In verità, la Grecia è stata vittima delle banche internazionali, dei fondi comuni azionari e degli hedge fund: una rapina finanziaria che ha portato il paese sull’orlo di default del debito nel maggio del 2010. E sotto il governo socialdemocratico, un governo saldamente sposato a politiche neo-liberiste, la Grecia si è arresa senza condizioni al dominio della UE, della BCE e del FMI, accettando un piano di salvataggio di € 110 miliardi. La Grecia è diventata una nazione prigioniera. Come condizione imposta dall’UE e come servitù verso il FMI, la Grecia è stata costretta ad accettare un programma di austerità che, oltre a incalcolabile sofferenza umana, ha portato l’economia verso il basso, sprofondando nella depressione. La Grecia è, infatti, una nazione prigioniera.

Un articolo del New York Times del 16 maggio riporta le seguenti statistiche: la disoccupazione in Grecia si sta avvicinando al 15%: la produzione di cemento è calata del 60% dal 2006; la produzione di acciaio è diminuita negli ultimi due anni; Atene ha registrato un aumento del 25% dei senzatetto; ci sono sempre più mense per i poveri. Nel settore pubblico, il numero di posti, gli stipendi e i benefit hanno subito forti tagli. Leggiamo anche che i costi umani di questo programma di austerità stanno solo iniziando a emergere, mentre i tagli minacciano di compromettere la capacità della Grecia di aumentare le entrate fiscali sia per i servizi sociali che per il rimborso del debito. Il governo greco ha annunciato nel mese di aprile che cercherà ulteriori tagli per € 3 miliardi. Attualmente, il 6,7% del sempre più esiguo PIL greco va al servizio del debito, una cifra destinata a crescere quando l’economia si contrae e il costo del debito aumenta. Queste sono le conseguenze per una nazione catturata nella rete della UE, BCE e FMI.
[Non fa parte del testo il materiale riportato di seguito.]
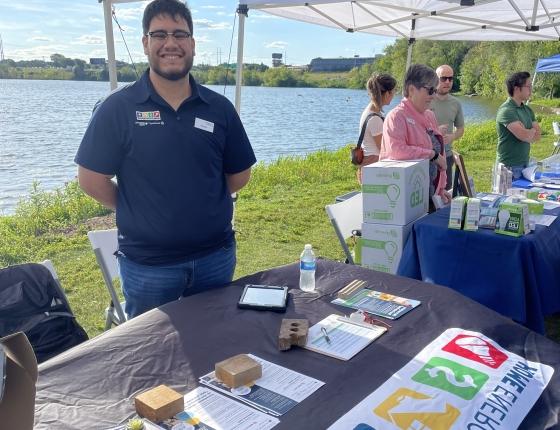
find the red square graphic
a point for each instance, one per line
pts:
(476, 349)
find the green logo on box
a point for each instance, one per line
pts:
(450, 376)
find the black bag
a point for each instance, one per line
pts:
(357, 153)
(31, 301)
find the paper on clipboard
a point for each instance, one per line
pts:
(343, 338)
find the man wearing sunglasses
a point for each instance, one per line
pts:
(178, 151)
(449, 115)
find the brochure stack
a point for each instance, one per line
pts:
(395, 194)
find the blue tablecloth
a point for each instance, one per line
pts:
(518, 277)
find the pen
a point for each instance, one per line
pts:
(326, 334)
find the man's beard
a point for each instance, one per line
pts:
(173, 75)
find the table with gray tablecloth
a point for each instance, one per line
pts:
(94, 384)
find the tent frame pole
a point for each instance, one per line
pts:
(242, 11)
(111, 62)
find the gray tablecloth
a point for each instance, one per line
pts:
(93, 385)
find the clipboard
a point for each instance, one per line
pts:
(341, 338)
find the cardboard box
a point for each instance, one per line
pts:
(457, 212)
(395, 192)
(472, 215)
(159, 403)
(381, 245)
(17, 405)
(513, 219)
(238, 370)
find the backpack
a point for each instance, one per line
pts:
(31, 301)
(357, 153)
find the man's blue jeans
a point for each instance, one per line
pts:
(147, 287)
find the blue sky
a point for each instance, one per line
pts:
(35, 29)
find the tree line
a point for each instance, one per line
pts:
(480, 68)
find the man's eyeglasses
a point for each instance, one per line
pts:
(430, 90)
(161, 35)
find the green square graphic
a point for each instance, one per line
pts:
(450, 376)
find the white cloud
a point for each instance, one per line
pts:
(261, 15)
(203, 39)
(276, 45)
(89, 39)
(40, 39)
(211, 25)
(130, 13)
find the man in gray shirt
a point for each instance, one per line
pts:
(449, 115)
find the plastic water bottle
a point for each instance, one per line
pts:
(307, 265)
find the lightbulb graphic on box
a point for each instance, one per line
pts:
(503, 217)
(408, 409)
(391, 249)
(393, 192)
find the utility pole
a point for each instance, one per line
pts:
(1, 49)
(218, 56)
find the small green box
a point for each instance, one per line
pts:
(457, 212)
(513, 219)
(535, 207)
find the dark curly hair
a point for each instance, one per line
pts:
(172, 8)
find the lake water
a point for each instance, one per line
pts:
(42, 123)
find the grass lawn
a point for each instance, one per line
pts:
(280, 210)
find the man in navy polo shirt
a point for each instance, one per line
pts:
(178, 151)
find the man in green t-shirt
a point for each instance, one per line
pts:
(516, 125)
(449, 114)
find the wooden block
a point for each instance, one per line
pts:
(292, 332)
(159, 403)
(352, 288)
(238, 370)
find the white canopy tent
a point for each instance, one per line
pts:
(508, 20)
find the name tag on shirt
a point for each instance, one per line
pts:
(204, 125)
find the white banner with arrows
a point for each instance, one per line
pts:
(462, 380)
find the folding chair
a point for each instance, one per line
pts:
(105, 244)
(346, 217)
(62, 295)
(461, 184)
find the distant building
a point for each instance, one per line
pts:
(276, 59)
(338, 64)
(97, 61)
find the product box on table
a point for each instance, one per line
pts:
(395, 192)
(513, 219)
(472, 215)
(457, 212)
(381, 245)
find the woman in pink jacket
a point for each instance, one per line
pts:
(410, 130)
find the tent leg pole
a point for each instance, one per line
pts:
(409, 55)
(111, 63)
(242, 12)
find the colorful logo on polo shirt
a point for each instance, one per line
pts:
(476, 349)
(148, 116)
(452, 377)
(408, 409)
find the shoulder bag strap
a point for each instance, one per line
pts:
(363, 132)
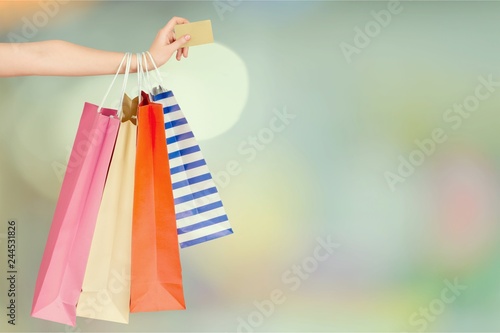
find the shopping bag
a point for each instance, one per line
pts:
(156, 278)
(199, 211)
(106, 287)
(62, 268)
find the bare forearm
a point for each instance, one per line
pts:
(58, 58)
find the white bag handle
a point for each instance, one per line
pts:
(128, 58)
(156, 71)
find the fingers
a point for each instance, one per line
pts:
(180, 42)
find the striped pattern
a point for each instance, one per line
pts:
(199, 211)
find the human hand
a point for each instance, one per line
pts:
(166, 43)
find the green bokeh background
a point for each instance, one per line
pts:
(323, 176)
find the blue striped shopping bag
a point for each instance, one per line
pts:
(198, 207)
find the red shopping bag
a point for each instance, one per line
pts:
(156, 277)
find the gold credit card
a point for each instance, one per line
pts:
(200, 32)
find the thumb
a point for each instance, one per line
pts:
(181, 41)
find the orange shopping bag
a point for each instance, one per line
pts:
(156, 277)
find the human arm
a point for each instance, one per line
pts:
(61, 58)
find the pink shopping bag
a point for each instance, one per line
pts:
(62, 269)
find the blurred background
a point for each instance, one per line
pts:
(360, 90)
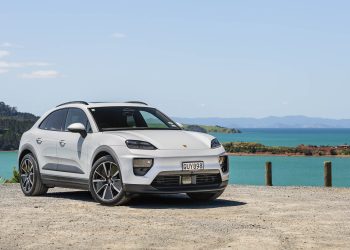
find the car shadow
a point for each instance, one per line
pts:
(172, 201)
(71, 195)
(178, 201)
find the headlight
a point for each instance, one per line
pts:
(142, 166)
(133, 144)
(215, 143)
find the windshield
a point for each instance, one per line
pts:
(126, 118)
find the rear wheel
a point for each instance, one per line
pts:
(30, 179)
(105, 182)
(205, 196)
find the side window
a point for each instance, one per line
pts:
(76, 115)
(152, 121)
(55, 120)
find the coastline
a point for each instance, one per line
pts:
(288, 155)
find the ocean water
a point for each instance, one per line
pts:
(286, 171)
(290, 137)
(8, 160)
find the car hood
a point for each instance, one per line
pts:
(168, 139)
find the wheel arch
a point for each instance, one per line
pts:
(26, 149)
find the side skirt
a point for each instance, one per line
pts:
(65, 182)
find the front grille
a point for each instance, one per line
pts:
(208, 179)
(164, 181)
(198, 180)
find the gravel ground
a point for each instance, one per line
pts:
(245, 217)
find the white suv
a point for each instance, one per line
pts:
(116, 150)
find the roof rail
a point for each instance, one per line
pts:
(137, 102)
(81, 102)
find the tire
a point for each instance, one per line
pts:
(208, 196)
(106, 184)
(30, 179)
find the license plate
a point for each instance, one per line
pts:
(186, 180)
(193, 166)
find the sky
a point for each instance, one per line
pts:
(188, 58)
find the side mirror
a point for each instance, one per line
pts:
(77, 128)
(180, 125)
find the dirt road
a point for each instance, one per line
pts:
(245, 217)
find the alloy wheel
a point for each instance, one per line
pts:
(27, 175)
(106, 181)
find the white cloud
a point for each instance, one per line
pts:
(118, 35)
(4, 53)
(41, 74)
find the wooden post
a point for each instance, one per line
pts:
(268, 173)
(327, 174)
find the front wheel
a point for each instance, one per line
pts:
(30, 179)
(205, 196)
(105, 182)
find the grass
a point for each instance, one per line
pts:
(14, 179)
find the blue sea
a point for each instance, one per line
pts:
(287, 171)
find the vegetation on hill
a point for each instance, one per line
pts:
(211, 129)
(12, 125)
(257, 148)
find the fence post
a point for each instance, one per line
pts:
(327, 174)
(268, 173)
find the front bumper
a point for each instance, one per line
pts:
(148, 189)
(173, 182)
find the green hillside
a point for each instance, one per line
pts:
(12, 125)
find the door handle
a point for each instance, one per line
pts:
(62, 143)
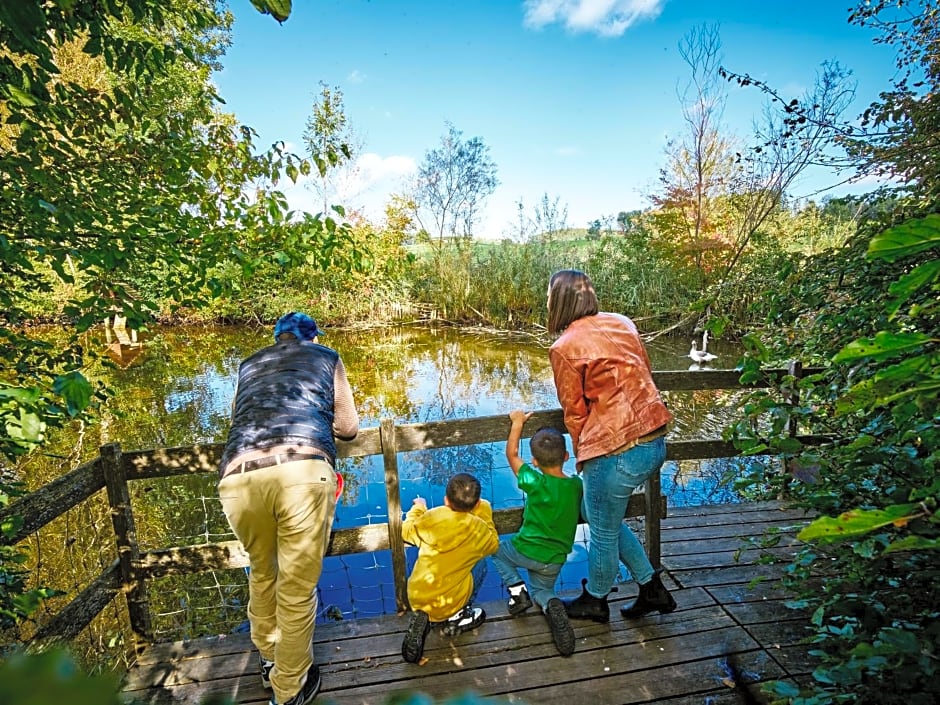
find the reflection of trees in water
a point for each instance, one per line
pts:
(179, 390)
(437, 466)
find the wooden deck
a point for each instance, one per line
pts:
(680, 657)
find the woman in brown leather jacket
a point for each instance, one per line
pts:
(617, 421)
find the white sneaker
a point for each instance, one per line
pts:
(468, 618)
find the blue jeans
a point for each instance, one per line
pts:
(542, 576)
(608, 483)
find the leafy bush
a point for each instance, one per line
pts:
(875, 486)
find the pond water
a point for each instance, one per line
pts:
(177, 391)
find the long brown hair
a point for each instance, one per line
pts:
(570, 297)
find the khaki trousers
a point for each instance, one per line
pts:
(283, 515)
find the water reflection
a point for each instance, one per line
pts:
(178, 392)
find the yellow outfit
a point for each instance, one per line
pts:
(449, 544)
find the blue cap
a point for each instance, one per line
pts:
(299, 324)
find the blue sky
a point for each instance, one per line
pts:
(575, 98)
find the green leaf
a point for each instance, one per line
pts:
(911, 282)
(278, 9)
(859, 522)
(75, 389)
(883, 346)
(21, 97)
(906, 239)
(906, 377)
(25, 20)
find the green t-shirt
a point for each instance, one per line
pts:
(550, 517)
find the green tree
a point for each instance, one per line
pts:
(693, 209)
(328, 132)
(453, 181)
(869, 312)
(118, 179)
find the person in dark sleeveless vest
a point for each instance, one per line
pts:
(278, 492)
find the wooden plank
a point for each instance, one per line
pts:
(672, 658)
(360, 539)
(69, 621)
(389, 439)
(708, 577)
(599, 666)
(189, 460)
(719, 559)
(125, 536)
(52, 500)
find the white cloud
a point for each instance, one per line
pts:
(607, 18)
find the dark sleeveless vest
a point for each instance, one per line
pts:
(285, 395)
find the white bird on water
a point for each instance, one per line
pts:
(701, 356)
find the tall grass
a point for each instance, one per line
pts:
(504, 284)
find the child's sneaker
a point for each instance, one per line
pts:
(562, 633)
(468, 618)
(266, 668)
(412, 647)
(519, 600)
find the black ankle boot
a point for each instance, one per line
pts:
(587, 606)
(653, 596)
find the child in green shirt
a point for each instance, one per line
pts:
(549, 521)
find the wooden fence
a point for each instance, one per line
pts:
(114, 469)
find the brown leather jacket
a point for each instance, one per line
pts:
(605, 385)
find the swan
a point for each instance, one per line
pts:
(701, 356)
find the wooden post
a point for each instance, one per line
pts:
(654, 499)
(125, 533)
(393, 493)
(795, 370)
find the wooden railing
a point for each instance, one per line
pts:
(114, 469)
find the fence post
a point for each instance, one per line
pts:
(795, 370)
(125, 535)
(393, 493)
(654, 499)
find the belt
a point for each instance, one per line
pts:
(278, 459)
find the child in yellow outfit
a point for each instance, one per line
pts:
(453, 541)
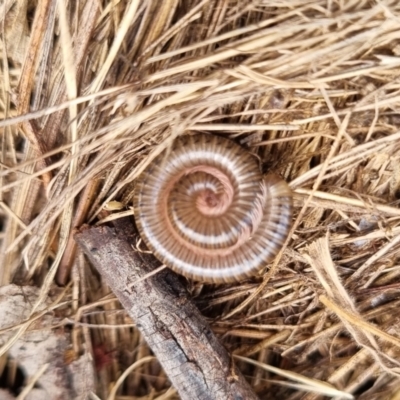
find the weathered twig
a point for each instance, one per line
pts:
(196, 363)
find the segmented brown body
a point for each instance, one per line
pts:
(206, 211)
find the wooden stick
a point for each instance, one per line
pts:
(196, 363)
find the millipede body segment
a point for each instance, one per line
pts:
(207, 212)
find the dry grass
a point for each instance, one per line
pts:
(91, 95)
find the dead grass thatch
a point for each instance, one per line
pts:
(92, 91)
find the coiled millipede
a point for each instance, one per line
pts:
(206, 211)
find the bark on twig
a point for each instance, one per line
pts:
(196, 363)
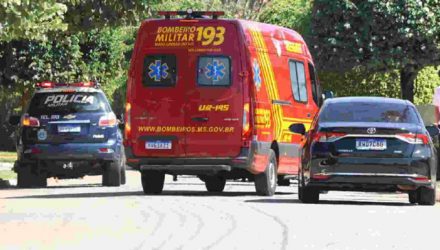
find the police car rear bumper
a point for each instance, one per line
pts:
(72, 151)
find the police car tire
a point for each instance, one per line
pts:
(266, 182)
(112, 174)
(26, 178)
(215, 183)
(152, 181)
(309, 195)
(412, 197)
(426, 196)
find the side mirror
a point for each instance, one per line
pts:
(327, 95)
(120, 118)
(433, 130)
(297, 128)
(14, 120)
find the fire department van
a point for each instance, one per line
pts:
(214, 98)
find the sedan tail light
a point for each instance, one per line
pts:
(328, 136)
(413, 138)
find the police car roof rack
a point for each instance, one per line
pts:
(190, 14)
(48, 85)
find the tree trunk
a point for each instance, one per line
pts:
(407, 77)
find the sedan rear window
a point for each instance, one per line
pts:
(76, 102)
(368, 112)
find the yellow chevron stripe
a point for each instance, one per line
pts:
(271, 83)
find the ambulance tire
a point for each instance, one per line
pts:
(152, 181)
(426, 196)
(215, 183)
(27, 178)
(112, 174)
(266, 182)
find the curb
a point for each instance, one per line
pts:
(8, 183)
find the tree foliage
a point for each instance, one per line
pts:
(378, 35)
(293, 14)
(30, 19)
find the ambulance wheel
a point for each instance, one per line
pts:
(426, 196)
(266, 182)
(215, 183)
(27, 177)
(112, 174)
(152, 181)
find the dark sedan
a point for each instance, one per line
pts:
(368, 144)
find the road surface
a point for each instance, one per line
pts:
(80, 214)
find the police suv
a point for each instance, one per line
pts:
(68, 131)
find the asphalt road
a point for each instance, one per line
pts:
(80, 214)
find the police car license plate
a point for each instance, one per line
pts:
(69, 128)
(371, 144)
(158, 144)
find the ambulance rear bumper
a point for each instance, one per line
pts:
(190, 166)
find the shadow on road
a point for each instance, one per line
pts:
(139, 193)
(326, 202)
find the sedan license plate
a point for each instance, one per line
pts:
(69, 128)
(371, 144)
(158, 145)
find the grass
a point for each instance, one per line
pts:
(8, 157)
(7, 175)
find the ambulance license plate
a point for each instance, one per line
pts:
(371, 144)
(69, 128)
(158, 144)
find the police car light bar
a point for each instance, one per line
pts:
(191, 14)
(48, 85)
Questa non è solo estorsione, ma una requisizione estesa e indiscriminata dell’economia greca, e di conseguenza, della sua vita politica e sociale. I leader dell’UE hanno recentemente preteso che i due maggiori partiti borghesi della Grecia si incontrassero per decidere di continuare la politica dell’UE dopo l’ottobre del 2013, la scadenza del mandato del PASOK. Doverosamente, si sono incontrati, ma non sono comunque riusciti a raggiungere un accordo. Tuttavia, il PASOK ha offerto ulteriori € 22 miliardi di tagli e aumenti delle tasse per placare i signori feudatari dell’Unione Europea. Ma il gioco dell’UE non è semplicemente quello di mettere la Grecia in ginocchio, ma anche di rubare le sue risorse fisiche. L’Unione Europea sta imponendo una svendita del patrimonio pubblico, una massiccia privatizzazione della ricchezza condivisa della società greca. Finora, il governo PASOK è stato arrendevole, pianificando una svendita del valore di € 71 miliardi: sta valutando la possibilità di cedere i porti, gli aeroporti, i trasporti, l’energia, l’acqua, le autostrade, i casinò e le telecomunicazioni a prezzi stracciati a investitori stranieri. Anche se questo potrebbe momentaneamente placare gli avvoltoi finanziari, la massiccia perdita di entrate future per il governo greco può soltanto ulteriormente paralizzare l’economia del paese.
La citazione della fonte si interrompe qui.